Senator Rand Paul, a middle-aged white man: Well, you know, I think we have a lot of debates in Washington that get dumbed down and are used for political purposes. This whole sort of war on women thing—I'm scratching my head because, if there was a war on women, I think they won. You know, the women in my family are incredibly successful. I have a niece at Cornell vet school, and 85% of the young people there are women. In law school, 60% are women; in med school, 55%. My younger sister's an OB-GYN with six kids and doing great. You know, I don't see so much that women are downtrodden; I see women rising up and doing great things. And, in fact, I worry about our young men sometimes, because I think the women really are out-competing the men in our world.
Gregory: But my question, about whether you think it's appropriate for the party, key figures in the party, to be talking about women, women's health, women's bodies, and the role of the federal government related to those things?

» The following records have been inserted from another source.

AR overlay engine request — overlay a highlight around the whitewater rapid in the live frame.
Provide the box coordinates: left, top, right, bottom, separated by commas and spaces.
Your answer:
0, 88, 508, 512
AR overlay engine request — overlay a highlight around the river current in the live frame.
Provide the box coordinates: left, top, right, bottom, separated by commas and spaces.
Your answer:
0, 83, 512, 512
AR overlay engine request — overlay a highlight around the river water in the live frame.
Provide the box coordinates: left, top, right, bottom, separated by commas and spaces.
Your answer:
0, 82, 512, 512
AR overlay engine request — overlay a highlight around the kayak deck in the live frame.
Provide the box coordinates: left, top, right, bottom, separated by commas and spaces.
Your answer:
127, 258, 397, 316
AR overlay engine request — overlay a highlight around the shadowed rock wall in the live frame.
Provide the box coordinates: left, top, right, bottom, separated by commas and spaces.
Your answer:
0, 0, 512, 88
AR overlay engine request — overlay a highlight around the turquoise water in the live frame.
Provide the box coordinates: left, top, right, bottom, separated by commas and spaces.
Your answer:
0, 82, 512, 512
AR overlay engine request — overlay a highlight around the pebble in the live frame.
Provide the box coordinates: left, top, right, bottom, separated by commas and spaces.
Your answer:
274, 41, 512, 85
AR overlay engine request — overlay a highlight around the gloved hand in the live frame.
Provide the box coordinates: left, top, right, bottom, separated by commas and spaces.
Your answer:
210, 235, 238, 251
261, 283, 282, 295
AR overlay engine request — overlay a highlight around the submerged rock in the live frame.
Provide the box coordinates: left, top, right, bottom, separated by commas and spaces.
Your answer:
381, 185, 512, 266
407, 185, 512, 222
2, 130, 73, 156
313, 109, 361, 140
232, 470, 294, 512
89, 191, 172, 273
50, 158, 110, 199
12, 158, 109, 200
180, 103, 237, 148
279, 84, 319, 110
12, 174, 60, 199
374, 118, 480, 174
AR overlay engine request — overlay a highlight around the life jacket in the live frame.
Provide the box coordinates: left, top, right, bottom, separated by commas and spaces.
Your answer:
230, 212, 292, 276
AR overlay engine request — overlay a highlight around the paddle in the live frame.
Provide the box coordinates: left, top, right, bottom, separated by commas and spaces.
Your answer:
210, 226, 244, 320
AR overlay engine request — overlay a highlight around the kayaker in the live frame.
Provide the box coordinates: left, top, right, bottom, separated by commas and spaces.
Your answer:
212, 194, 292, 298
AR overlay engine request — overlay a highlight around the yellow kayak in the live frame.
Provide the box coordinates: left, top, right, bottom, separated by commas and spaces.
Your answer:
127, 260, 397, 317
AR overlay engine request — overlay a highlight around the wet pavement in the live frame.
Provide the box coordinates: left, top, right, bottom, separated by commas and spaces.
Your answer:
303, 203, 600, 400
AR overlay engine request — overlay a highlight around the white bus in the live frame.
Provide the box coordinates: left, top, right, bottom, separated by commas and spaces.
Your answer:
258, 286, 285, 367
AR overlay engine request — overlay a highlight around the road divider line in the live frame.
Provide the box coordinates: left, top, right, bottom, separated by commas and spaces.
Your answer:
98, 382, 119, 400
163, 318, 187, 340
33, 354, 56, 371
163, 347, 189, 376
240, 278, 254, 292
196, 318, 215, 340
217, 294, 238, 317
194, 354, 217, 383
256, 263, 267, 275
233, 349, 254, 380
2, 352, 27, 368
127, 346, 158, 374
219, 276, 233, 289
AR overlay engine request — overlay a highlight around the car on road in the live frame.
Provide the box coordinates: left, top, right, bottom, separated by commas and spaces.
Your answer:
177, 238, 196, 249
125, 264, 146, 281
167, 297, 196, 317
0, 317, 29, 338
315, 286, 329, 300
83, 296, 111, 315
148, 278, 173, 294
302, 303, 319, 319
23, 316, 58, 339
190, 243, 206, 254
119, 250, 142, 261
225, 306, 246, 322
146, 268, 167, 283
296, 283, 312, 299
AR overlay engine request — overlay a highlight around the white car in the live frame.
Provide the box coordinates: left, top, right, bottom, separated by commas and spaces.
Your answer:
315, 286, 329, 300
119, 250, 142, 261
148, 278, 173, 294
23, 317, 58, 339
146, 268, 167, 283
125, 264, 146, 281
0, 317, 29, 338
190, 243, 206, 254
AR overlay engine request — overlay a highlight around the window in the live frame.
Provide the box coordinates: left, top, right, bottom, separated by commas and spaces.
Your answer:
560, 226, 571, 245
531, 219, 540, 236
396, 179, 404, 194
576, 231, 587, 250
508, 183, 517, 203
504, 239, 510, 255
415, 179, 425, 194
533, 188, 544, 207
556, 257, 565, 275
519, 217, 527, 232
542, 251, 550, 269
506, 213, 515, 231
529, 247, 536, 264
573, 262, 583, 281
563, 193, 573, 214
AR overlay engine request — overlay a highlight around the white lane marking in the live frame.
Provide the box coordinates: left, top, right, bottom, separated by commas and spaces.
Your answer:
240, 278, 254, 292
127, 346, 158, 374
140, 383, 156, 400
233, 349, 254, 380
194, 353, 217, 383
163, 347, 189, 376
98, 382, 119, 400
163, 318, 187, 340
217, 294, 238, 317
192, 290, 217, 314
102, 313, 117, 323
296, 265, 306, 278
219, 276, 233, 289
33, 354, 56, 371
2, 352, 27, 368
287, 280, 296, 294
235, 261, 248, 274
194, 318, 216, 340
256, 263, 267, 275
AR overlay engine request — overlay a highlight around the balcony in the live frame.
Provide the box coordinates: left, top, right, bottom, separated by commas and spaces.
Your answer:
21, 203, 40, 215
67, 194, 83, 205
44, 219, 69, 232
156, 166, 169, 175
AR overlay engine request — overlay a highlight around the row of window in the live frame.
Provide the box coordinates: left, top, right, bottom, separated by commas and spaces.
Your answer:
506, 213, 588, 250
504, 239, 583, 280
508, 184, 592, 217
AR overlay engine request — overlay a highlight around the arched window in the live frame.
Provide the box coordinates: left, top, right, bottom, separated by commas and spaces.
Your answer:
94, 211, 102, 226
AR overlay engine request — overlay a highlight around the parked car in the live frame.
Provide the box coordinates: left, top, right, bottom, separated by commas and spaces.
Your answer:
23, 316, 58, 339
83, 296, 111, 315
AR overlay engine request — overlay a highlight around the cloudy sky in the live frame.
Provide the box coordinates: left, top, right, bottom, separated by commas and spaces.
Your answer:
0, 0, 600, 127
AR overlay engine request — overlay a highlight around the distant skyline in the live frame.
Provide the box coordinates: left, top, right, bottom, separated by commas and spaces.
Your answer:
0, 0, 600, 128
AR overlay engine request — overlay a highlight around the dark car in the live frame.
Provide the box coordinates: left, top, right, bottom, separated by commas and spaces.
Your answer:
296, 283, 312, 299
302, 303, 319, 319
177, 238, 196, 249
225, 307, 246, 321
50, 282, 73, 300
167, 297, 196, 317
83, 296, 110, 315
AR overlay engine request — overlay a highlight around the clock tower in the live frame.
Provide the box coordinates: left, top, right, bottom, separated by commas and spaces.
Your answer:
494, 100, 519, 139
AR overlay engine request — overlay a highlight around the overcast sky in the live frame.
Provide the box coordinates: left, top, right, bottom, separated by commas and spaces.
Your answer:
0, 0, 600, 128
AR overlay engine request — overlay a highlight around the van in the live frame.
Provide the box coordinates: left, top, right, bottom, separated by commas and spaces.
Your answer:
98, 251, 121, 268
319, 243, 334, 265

Paul: I try never to have discussions of anatomy unless I'm at a medical conference. [laughter] But what I would say is that we didn't start this sort of, I think, glossy and sometimes dumbed-down debate about, you know, there being a war on women. I think the facts show that women are doing very well, have come a long way. And, you know, like I say, I have a lot of successful women in my family, and I don't hear them saying, "Oh, woe is me. This terrible, you know, misogynist world." They look out and they're conquering the world. The women in my family are doing great, and that's what I see in all the statistics coming out. I have, you know, young women in my office that are the leading intellectual lights of our office. So I don't really see this, that there's some sort of war that's, you know, keeping women down. I see women doing great and I think we should extol that success and not dumb it down into a political campaign that somehow one party doesn't like women or that. And that I think that's what's happened. It's all been for political purposes.
Paul, of course, totally elides that it not merely "the Democrats" (i.e. Democratic men) who are talking about women's issues to score political points, but lots and lots and lots of women who are talking about their own lived experiences. Paul doesn't listen to us, though, and neither do his Nightmare Misogynist male constituents and Exceptional Woman female constituents, so he happily positions women's issues as nothing more than an invention of his male ideological rivals.
Just because the highly privileged women in Rand Paul's immediate vicinity are (allegedly) doing terrific doesn't mean that all the women without their privileges are doing terrific, too. Which I think Paul is smart enough to know. He just doesn't care.
I mean, this is a leader of a party who thinks people aren't entitled to food. Of course they don't think women are entitled to fancy stuff like an equal wage for equal work or unregulated bodily autonomy.
But he is worried about "our young men," though. What a hero. Finally someone to worry about the young men!